How have Sweden’s Kurds reacted to the Turkey Nato deal?

Sweden's deal with Turkey has shocked the country's large Kurdish population, with some seeing it as a betrayal, but most confident that they, themselves are not at risk.

How have Sweden's Kurds reacted to the Turkey Nato deal?


The Left party MP Yekbun Alp, told DN on Wednesday that she was “still shocked” by what had been in the agreement.

“I’ve been deluged with calls since 3am last night from Kurds who are worried about what this might mean,” she said. “Many people have been asking me if they are on the list.” 

Shiyar Ali, the representative in Sweden of the PYD-led government of the Autonomous Administration of North and East Syria, told DN that his first thought on reading the agreement was that Sweden was “bowing down before a dictator”. 

“I think of all the journalists and elected MPs who are now sitting imprisoned in Turkey, where there’s no respect for human rights,” he said. “Turkey is an occupying power in Syria, so making this agreement with Erdogan does not feel right. It feels worrying.”

Worrying vagueness 

Ali said that the agreement was worryingly vague on how the extraditions from Sweden, and intelligence coordination between the two countries would work. 

“Who is a terrorist? Who decides? Which laws and rules apply?” he complained. “That part of the agreement is extremely unclear. There are no details, and that makes one worried.” 

He pointed out that Turkey’s President Recep Tayyip Erdogan, tended to describe almost any of his political opponents, particularly those from a Kurdish background as “terrorists”.  “Where does the border lie. Erdogan calls everyone terrorists,” he said. 

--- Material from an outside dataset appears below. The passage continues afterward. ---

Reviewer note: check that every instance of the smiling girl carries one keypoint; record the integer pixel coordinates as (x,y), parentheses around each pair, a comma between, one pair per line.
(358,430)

Yekbun Alp pointed out that she was one of the five Swedish Kurds accused by name in the Turkiye Gazetesi newspaper for cooperating with the PKK, a group that Sweden, as well as Turkey classes as a terrorist organisation. 

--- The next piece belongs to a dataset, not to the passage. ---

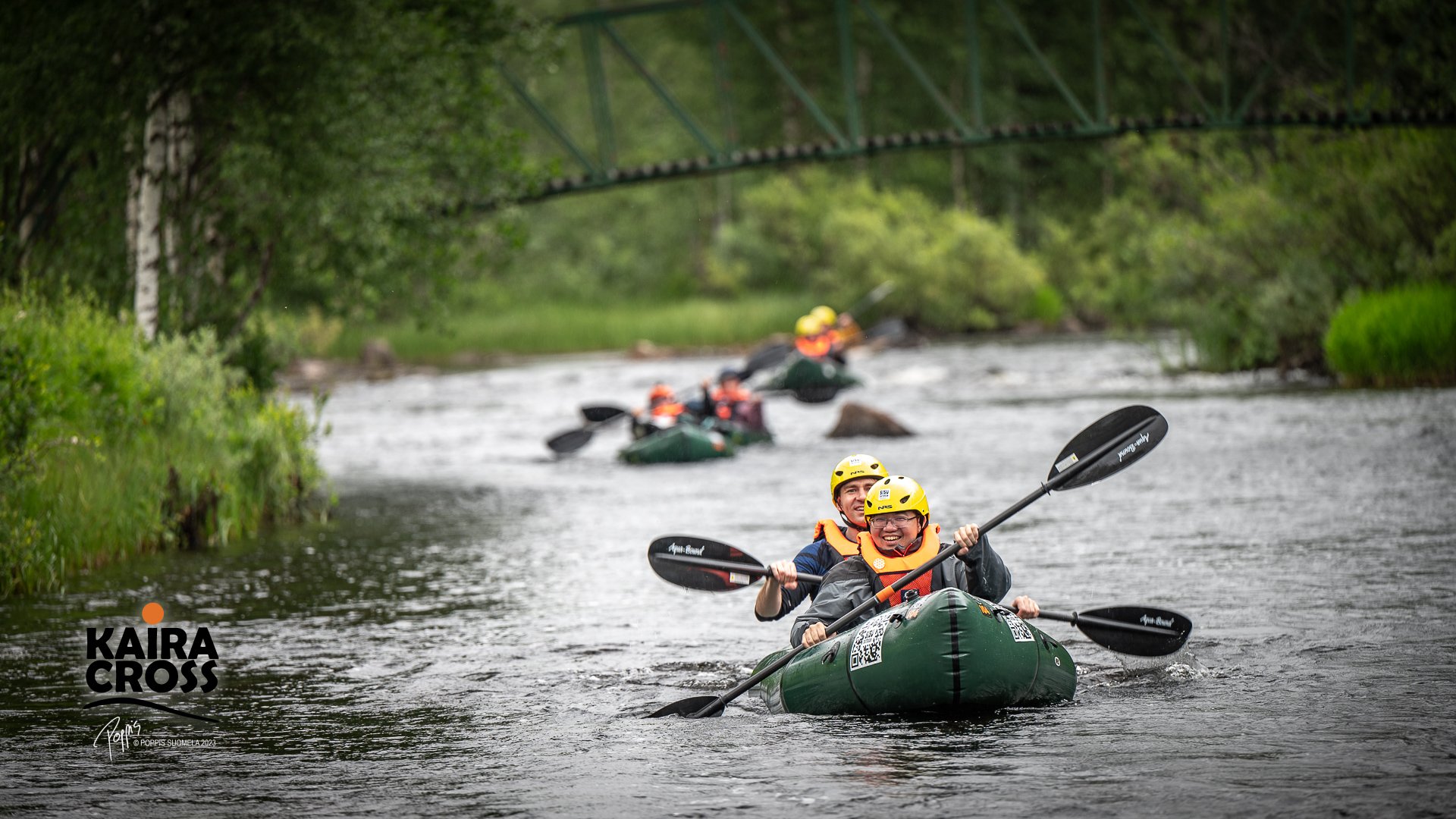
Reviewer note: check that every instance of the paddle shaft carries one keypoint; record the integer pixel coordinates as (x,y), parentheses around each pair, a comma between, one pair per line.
(912,576)
(1101,621)
(814,579)
(730,566)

“In my work, I have stood up for democracy and human rights and been a voice for the Kurdish people,” she said. “And that makes Turkey uncomfortable, so they call me a terrorist, so if that’s what they mean by terrorist, then I’m proud of it. But I’ve never supported violence or terrorism. I believe in peaceful dialogue.” 

The journalist Levent Kenez said he was not surprised that he had been accused by Turkey as being a terrorist. 

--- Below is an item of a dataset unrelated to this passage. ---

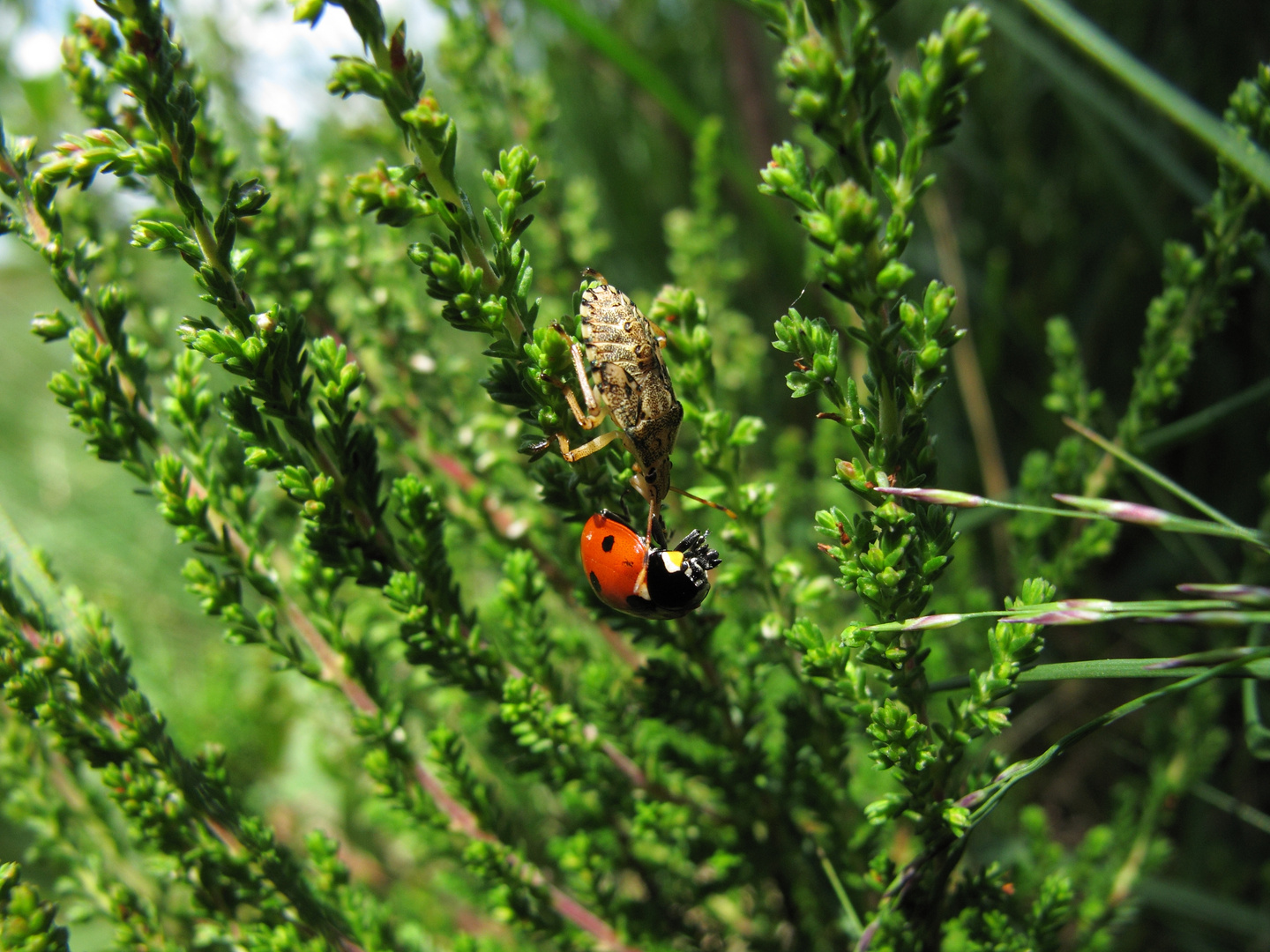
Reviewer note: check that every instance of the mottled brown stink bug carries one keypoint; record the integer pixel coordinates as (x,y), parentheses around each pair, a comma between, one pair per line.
(629,375)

“Erdogan describes all opposition as terrorists,” he said. 

Most do not fear being extradited 
Neither Ali nor Alp, nor the Turkish dissidents and journalists who have been subjected to extradition requests from Turkey, seemed to fear that Sweden would end up sending them to Turkey. 
Ali told TT that the risk was “extremely minimal” that he would be hit by by an extradition request under the agreement, but he said that it had anyway returned the feeling of insecurity he had before he left Syria to come to Sweden 32 years ago. “I’ve got that feeling again, and I think that is unpleasant.” 
Ragip Zarakolu, a Turkish human rights activist and publisher living in Sweden, told SVT that the agreement should be seen as “a kind of harassment” of dissident Turks and Kurds, aimed at “damaging the peaceful life of dissidents who live outside of Turkey”. 
Kenez, whose extradition Sweden’s Supreme Court turned down last year, told SVT that he did not see Sweden as more likely to extradite him now. “I’m a journalist,” he said. “And that’s not a crime.”